Guaicaipuro, como símbolo, lejos de ser algo superado o del pasado, viene de tiempos antiguos y fundacionales, de la historia, de la conciencia profunda, para constituir la argamasa del futuro en tiempos débiles: “cuando todo sea espuma”, ni siquiera agua o arena, solo espuma y riesgo de desintegración. En otro poema, titulado “Rodríguez Suárez: capitán de la noche”, una última evocación del gran jefe guerrero lo sitúa en un “asiento solar” (p. 73), un sitial portentoso para una deidad imprescindible y siempre vigente en la identidad, necesaria para su continua construcción y reconstrucción y su sostenida existencia simbólica. “Guaicaipuro, agua de eternidad”, exclama el poeta, como diciendo rocío de vida y plenitud.

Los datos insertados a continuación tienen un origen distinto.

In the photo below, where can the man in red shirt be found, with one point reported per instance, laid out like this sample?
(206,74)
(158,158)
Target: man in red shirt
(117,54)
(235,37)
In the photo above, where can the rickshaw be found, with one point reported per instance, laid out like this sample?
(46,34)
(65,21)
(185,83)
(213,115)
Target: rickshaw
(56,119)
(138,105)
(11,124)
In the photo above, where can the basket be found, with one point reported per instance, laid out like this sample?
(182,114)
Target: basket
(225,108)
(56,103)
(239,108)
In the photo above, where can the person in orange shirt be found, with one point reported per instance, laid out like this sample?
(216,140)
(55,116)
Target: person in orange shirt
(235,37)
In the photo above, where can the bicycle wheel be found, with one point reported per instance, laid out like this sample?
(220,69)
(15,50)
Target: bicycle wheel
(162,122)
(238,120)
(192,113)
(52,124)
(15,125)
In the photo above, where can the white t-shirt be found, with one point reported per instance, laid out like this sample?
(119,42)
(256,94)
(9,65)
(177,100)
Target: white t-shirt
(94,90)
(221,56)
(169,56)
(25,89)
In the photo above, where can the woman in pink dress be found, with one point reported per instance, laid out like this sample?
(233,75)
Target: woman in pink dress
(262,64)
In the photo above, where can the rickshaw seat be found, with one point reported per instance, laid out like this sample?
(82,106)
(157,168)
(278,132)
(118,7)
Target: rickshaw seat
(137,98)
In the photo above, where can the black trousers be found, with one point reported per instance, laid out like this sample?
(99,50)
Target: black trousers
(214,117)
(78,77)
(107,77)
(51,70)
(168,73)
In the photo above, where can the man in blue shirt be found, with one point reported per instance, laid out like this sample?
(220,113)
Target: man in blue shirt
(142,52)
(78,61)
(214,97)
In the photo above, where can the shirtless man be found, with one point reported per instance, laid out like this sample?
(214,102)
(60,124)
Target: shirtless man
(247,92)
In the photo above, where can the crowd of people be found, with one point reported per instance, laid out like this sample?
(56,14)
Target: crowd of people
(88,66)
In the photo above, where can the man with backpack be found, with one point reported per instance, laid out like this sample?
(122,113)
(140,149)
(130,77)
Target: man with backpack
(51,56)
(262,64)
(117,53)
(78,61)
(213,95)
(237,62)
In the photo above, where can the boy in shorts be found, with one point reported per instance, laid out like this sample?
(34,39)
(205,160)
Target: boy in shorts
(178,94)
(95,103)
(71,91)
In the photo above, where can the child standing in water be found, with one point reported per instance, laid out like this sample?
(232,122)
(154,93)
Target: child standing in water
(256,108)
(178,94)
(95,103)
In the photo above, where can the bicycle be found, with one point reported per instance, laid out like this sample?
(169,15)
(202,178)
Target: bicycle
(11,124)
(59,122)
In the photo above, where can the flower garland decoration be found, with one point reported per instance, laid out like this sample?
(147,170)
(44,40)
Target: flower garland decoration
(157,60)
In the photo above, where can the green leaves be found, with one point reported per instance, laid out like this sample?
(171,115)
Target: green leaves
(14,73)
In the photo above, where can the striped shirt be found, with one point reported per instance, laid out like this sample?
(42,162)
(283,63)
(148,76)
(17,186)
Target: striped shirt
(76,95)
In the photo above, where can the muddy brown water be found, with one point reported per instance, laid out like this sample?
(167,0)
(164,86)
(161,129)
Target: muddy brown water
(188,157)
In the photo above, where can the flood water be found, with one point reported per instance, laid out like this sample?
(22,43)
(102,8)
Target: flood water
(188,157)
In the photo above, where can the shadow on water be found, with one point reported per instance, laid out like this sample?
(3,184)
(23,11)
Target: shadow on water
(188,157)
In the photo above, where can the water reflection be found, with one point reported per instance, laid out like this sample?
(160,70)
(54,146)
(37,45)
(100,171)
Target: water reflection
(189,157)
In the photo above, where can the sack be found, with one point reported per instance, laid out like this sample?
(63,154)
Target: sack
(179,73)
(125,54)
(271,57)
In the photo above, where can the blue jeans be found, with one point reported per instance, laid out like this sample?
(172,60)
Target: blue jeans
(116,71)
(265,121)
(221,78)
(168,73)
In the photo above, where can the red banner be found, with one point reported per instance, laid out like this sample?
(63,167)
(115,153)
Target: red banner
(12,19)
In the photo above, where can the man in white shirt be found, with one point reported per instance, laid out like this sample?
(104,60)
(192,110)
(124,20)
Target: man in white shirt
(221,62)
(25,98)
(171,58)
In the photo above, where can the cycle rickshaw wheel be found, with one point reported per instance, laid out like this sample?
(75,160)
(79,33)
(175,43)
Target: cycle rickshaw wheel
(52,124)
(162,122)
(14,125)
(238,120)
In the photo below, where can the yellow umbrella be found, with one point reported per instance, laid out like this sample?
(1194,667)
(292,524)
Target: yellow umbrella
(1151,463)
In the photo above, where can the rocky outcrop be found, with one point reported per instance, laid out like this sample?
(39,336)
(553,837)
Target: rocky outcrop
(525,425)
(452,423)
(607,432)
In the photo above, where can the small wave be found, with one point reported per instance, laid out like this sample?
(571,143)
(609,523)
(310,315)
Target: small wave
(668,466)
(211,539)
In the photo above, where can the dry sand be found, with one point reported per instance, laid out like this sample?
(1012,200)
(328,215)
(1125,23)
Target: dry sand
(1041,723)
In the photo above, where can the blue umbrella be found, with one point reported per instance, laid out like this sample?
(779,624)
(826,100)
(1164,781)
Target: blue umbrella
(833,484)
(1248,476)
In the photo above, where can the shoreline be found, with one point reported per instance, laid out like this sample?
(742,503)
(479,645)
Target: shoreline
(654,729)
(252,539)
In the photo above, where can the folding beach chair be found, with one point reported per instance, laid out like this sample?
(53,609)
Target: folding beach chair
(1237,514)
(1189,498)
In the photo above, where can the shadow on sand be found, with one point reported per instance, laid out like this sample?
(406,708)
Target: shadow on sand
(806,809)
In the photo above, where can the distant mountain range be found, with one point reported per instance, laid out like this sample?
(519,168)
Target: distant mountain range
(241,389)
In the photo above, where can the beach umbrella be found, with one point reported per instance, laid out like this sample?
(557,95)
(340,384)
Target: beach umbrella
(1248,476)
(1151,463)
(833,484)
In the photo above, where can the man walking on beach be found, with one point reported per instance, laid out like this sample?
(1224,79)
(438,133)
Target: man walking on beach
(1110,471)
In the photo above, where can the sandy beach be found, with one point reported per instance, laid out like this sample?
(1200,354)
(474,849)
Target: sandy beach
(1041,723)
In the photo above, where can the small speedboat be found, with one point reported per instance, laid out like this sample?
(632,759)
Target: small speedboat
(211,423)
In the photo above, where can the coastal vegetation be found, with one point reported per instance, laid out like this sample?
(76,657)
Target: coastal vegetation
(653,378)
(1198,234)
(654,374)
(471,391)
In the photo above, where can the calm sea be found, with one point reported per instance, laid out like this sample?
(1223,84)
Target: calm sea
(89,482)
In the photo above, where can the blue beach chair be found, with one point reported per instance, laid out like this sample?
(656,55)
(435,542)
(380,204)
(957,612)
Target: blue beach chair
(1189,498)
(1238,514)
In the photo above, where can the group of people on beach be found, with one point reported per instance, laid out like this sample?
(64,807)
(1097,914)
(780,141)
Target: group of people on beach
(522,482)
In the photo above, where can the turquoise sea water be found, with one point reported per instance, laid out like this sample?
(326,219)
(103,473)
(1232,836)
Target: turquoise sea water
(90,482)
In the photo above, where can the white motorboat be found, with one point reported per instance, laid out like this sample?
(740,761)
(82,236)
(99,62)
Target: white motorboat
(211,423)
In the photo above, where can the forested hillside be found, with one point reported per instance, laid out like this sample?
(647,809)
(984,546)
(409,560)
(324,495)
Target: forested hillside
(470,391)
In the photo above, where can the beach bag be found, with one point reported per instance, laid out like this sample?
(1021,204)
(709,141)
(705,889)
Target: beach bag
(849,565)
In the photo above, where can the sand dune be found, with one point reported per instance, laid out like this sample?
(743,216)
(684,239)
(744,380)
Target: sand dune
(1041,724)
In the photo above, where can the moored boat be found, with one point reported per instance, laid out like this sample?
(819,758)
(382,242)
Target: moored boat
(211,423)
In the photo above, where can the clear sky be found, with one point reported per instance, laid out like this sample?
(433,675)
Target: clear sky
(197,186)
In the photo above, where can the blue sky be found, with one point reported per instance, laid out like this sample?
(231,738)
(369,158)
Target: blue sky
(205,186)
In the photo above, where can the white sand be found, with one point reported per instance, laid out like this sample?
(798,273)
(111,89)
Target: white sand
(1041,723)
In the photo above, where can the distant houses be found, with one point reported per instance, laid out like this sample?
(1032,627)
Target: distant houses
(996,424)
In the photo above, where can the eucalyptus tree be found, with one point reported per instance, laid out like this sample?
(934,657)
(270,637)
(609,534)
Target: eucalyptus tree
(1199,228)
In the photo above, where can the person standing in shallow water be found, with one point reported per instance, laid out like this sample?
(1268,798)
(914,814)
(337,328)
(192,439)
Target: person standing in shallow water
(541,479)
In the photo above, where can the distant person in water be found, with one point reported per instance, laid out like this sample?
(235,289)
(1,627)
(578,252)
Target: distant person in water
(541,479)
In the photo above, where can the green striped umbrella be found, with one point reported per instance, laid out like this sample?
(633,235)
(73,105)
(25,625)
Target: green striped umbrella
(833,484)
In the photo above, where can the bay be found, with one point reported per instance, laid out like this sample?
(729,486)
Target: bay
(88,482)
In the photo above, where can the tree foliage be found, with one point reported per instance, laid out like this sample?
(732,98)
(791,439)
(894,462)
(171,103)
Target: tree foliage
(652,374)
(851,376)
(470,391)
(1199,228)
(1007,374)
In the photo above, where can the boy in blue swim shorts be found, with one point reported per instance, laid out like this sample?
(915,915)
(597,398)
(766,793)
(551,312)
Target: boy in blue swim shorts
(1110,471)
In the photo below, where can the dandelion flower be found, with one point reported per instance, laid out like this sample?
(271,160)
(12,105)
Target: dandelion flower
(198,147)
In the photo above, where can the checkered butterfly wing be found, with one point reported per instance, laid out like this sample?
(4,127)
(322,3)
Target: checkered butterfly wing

Resulta importante insistir, sin embargo, que Guaicaipuro en el contexto del poemario “Canto solar a Venezuela” de José Antonio De Armas Chitty no es solo un signo. Es un símbolo de significados más complejos que no solo remiten al polo físico o significante, sino que además de la figura de Guaicaipuro como emblema de la resistencia, el jefe guerrero de los teques simboliza el componente indio de la cultura venezolana (ampliamente referenciado con una visión diacrónica y otra sincrónica a lo largo del extenso canto épico que es el poemario), lo propio y la historia, la tradición. No en balde al principio del libro (en el poema “Umbral”) el poeta exclama “Por Tenoch [el caudillo mexica en cuyo honor se rebautizará la ciudad: Tenochtitlan], que levanta su mágica ciudad en una isla. / Guaicaipuro enarbola su bandera desde su isla en llamas” (p. 11). Esa bandera de múltiples significados, condensados en Guaicaipuro y desglosados de su figura, nos arropa y potencia, nos enriquece y resguarda ante los embates y la erosión cultural y de la identidad tanto del presente como del futuro.